Traditionally there has been no one basic principle for fixing the order of the Stroke Index.
Some have based it on match play where Stroke Index 1 is assigned to the hole at which it is
most likely to be needed, whereas others have based it on stroke play, allocating the holes in
the order at which it is considered most difficult to achieve par. There are also those who have
merely based it upon a mathematical formula and some separate the stroke index for match
play and stroke play.
However, certain other factors have always been taken into consideration. The very early or
very late holes should not be assigned to a low Stroke Index. The reason being that if a game
were to finish all square and the players were required to go on to the 19th and subsequent
holes to determine the winner, a player in receipt of very few strokes would gain an unfair
advantage if he were to receive a stroke at the 19th or 20th.
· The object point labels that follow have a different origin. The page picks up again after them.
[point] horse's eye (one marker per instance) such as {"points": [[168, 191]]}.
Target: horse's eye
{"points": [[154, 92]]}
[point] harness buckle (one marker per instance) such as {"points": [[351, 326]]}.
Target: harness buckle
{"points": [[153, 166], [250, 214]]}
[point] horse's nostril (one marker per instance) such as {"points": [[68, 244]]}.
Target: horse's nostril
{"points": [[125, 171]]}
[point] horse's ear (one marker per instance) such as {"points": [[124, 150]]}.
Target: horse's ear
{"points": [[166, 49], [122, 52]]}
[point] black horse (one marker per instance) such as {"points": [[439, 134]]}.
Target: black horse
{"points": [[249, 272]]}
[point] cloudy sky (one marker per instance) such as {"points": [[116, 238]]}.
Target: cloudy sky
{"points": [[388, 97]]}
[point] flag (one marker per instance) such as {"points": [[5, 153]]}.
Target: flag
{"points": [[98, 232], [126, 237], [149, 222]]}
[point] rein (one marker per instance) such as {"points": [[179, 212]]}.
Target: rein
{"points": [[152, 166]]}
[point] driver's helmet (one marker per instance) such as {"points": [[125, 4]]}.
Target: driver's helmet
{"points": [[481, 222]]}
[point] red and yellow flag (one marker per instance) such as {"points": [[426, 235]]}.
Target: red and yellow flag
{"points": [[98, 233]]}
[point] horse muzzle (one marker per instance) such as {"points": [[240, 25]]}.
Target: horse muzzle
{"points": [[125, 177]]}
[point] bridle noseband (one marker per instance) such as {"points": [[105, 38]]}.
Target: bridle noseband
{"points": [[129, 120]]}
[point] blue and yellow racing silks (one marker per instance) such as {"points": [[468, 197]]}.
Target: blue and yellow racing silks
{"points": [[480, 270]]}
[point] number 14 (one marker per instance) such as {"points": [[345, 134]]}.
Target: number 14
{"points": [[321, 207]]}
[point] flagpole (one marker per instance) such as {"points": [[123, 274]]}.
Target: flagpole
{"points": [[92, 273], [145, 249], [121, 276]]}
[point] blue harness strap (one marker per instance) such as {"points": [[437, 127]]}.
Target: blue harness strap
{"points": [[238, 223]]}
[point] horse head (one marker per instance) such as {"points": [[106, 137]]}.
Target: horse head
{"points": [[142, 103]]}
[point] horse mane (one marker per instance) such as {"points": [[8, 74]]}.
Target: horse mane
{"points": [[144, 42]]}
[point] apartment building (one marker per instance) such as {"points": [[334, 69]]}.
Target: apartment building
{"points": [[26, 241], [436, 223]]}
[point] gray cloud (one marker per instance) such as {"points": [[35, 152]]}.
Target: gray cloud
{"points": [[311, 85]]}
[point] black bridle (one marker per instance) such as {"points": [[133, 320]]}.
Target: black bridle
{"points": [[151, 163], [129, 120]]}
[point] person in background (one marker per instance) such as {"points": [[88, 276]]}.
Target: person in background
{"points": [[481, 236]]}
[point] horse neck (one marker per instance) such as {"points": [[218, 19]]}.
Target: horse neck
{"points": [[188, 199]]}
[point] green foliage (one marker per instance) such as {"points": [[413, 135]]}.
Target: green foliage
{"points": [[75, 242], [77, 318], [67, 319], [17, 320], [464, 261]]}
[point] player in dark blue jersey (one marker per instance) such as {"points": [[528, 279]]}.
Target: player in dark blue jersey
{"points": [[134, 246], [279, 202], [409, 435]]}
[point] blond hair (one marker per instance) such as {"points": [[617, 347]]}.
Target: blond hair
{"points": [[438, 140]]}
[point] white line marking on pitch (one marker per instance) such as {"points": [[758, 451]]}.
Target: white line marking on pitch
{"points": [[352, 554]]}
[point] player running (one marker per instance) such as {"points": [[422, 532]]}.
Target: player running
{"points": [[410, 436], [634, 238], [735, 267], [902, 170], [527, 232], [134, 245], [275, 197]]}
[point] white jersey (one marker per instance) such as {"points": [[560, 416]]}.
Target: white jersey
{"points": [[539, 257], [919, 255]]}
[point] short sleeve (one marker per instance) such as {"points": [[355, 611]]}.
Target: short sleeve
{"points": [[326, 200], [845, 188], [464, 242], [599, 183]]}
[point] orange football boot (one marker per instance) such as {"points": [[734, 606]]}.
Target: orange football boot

Similarly, if a low Stroke Index
were assigned to a hole at the very end of the round, a player in receipt of very few strokes
may not have the opportunity to use them as the game may be over by that stage. In general,
therefore, Stroke Index 1 to 4 should not be on holes 1, 2, 17 or 18, or at courses where
matches are likely to start at the 10th hole, holes 8, 9, 10 or 11.
The other important factor to be taken into account in fixing the order of the Stroke Index is
that the strokes should be fairly evenly spread out over the 18 holes. If Stroke Index 1 is in the
first 9 holes, Stroke Index 2 should be in the second 9 holes and so on.